Munson Valley Historic District CLR
The new cultural landscape report (CLR) for Munson Valley Historic District—listed in the National Register of Historic Places for landscaping and buildings—will inform future planning, design, and planting rehabilitation at the headquarters area of Crater Lake National Park.
Primary design problems included degraded vegetation from heavy visitation; mitigating the risk of wildfire to historic buildings; accessibility and connectivity to buildings and across Munson Valley Road; and damage to stone curbing, a signature design detail of the district.
The project included field documentation, site analysis of landscape characteristics and features (with a focus on the historic character of vegetation), both on-site and online workshops with NPS staff, and a period plan documenting the landscape at the end of the period of significance, which was 1949. Treatment recommendations and plans provide guidance for a range of rehabilitation projects compatible with the cultural landscape. Specific recommendations include new compatible and accessible walkways to better connect the Steel Visitor Center/Ranger Dorm to parking and other destinations, using low, temporary fencing to protect planting areas, and reestablishing a historic road axis for overflow parking and an all-season comfort station.

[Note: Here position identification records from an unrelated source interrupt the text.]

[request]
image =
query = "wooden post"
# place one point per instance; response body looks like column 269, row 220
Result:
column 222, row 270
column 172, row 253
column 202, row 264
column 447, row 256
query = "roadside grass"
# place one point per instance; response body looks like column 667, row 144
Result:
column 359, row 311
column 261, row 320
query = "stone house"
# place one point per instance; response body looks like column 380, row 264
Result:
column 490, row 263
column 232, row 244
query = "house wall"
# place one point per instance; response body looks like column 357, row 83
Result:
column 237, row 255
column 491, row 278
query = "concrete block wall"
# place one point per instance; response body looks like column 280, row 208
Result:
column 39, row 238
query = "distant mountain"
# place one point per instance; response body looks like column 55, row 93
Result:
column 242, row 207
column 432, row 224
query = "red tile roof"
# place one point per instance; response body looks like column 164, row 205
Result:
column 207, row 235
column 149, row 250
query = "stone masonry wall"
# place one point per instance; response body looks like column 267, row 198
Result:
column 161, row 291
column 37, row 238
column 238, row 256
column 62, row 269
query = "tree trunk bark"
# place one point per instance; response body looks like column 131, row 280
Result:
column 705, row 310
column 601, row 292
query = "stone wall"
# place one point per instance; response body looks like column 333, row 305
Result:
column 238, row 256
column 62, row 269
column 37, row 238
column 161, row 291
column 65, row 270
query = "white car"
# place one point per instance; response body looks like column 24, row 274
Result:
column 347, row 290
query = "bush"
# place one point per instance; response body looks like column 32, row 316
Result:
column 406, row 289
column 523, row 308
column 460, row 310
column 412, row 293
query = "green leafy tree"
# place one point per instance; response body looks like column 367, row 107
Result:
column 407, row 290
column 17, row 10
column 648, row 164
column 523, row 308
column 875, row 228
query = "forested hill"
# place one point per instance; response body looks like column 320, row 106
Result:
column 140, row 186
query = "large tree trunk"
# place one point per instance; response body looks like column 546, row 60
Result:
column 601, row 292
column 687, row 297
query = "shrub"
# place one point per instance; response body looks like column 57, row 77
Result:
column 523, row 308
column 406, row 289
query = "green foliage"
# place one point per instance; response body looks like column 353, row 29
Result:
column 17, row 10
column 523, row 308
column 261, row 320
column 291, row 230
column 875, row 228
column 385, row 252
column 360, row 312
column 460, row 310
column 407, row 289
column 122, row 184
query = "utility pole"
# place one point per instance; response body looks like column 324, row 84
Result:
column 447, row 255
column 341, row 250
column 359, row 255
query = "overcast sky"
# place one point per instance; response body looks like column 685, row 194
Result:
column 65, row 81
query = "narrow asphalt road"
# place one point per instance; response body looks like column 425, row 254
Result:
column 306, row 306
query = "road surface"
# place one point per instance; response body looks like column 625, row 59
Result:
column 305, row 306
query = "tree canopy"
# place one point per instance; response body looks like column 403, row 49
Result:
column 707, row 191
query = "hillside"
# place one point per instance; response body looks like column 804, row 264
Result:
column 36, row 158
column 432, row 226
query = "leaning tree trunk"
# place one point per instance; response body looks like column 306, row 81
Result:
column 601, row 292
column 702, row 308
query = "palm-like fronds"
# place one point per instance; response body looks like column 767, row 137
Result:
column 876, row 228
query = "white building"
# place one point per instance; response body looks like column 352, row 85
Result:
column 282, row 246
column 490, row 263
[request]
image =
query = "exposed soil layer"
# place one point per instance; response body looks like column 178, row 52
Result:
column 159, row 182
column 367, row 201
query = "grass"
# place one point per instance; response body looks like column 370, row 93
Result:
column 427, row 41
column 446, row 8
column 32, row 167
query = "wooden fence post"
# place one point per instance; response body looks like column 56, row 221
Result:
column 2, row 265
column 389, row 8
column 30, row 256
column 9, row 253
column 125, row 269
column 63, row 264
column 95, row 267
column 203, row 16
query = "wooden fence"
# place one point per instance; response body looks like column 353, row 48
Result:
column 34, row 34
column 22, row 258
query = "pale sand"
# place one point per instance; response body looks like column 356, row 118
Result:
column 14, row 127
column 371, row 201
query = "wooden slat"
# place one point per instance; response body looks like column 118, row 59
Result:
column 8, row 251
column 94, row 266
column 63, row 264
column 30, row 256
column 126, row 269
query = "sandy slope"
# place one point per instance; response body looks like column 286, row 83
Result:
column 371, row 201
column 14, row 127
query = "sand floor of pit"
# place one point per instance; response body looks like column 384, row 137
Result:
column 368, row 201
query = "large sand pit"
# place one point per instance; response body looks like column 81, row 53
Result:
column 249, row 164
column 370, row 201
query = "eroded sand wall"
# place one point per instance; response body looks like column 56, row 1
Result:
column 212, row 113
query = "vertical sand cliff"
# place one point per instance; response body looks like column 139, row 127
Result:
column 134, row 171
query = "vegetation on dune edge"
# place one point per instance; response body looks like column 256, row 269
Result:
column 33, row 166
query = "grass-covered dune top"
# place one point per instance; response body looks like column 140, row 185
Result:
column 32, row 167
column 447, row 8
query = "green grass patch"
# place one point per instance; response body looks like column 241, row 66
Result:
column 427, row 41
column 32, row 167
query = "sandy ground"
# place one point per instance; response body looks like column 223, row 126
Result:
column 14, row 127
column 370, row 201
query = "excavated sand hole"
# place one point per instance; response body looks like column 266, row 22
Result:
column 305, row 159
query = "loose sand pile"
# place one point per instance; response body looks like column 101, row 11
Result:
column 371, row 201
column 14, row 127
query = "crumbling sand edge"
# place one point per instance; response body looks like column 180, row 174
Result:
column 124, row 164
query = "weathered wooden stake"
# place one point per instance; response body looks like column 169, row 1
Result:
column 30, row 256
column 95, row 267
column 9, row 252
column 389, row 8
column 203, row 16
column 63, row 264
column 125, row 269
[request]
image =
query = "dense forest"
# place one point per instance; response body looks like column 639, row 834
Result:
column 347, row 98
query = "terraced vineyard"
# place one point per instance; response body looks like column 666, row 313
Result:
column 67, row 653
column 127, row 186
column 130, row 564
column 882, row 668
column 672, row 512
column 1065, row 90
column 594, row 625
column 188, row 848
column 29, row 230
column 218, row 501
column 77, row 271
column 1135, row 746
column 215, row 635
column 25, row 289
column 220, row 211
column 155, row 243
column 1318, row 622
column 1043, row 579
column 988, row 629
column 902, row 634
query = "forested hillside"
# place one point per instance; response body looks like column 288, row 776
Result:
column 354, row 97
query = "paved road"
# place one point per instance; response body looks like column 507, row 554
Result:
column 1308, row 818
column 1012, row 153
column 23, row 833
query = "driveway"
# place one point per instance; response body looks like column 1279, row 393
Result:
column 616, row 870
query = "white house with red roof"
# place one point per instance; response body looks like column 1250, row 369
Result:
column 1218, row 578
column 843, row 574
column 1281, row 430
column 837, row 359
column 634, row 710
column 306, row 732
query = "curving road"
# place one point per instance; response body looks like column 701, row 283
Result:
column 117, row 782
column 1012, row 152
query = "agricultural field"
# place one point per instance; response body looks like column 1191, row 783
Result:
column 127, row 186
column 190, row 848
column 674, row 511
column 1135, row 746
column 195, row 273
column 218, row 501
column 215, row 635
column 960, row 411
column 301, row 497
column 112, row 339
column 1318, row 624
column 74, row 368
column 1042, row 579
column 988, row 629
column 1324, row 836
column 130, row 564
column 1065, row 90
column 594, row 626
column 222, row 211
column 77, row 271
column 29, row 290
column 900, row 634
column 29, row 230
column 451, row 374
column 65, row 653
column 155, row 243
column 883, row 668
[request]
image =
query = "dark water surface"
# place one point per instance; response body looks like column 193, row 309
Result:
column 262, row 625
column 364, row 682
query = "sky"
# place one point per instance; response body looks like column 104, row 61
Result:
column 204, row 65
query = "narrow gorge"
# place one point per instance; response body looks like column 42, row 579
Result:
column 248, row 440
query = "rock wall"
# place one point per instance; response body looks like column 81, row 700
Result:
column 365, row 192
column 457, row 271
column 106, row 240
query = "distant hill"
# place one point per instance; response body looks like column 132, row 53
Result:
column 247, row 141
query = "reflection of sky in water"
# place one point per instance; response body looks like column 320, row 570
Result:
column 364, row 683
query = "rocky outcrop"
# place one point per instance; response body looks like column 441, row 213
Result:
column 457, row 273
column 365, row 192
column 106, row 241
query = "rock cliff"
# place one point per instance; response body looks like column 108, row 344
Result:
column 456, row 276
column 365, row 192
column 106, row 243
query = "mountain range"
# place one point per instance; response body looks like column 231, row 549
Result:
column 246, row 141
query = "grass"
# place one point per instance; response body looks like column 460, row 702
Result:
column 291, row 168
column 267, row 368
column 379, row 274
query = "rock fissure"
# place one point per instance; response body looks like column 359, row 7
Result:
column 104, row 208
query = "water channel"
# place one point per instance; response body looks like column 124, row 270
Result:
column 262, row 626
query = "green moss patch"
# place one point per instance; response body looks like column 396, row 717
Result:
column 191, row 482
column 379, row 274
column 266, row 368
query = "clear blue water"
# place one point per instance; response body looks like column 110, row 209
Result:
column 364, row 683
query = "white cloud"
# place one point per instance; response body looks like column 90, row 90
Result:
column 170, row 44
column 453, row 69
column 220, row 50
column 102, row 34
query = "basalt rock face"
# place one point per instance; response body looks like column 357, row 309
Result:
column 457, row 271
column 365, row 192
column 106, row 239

The CLR also includes a schematic planting and rehabilitation plan, with plant lists, details, specifications, and a maintenance and implementation schedule. The plan makes it possible for the Park to immediately begin rehabilitation of the district’s primary planting areas, which were a focus of the original design. Plants species—both native and historic—reflect those that were used historically and that will be resilient to future climatic changes.